Dear Tell All: I think you may have gotten it wrong in your response to Friend to the End ("With Friends Like These," 7/6/2012). He values "making a profound connection with another human being" but now finds the people he'd gotten close to turning inexplicably cold.
In your response, it sounds like you're putting the blame on Friend to the End for having overly high expectations about friendship.
I think a lot of people out there - including myself! - are longing for real friends, but are afraid of appearing needy. And in your answer, you're accusing FttE of sabotaging these friend-making endeavors by overpowering others with neediness. Shame on you! Maybe you're set with all the friends you need, but not everybody is.
I am so afraid of appearing needy or not-cool that I wear a mask, I fear.
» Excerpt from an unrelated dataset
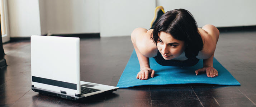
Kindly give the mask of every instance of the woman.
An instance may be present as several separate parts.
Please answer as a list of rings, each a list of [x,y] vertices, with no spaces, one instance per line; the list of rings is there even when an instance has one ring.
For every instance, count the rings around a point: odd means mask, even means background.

In fact, I'm envious of people who can be out in the open with their neediness. I don't think I'm going to be an old lady on my deathbed giving myself props for "a more moderate approach to relationships." More likely, I'm going to wish I hadn't been so "cool."
Obviously I Feel Strongly About This
Dear Obviously: I hope you don't mind if I call you by your first name, even though we've just met. I admit that I was trying to play the wise advice columnist by counseling Friend to the End to take a more moderate approach to friendship. It felt like the right thing to do, given that he's apparently scaring people off with his intensity.
But now that you've called me out, I will admit that I'm as needy as anybody else. And let me tell you, it's not easy making friends as an anonymous newspaper writer. I'd love to befriend you, for instance, but I'm not even allowed to tell you who I am.
I urge you to go out there with your heart on your sleeve and make as many good friends as you can, Obviously. And then write me a letter about it, will you? At least I can live vicariously through your experiences.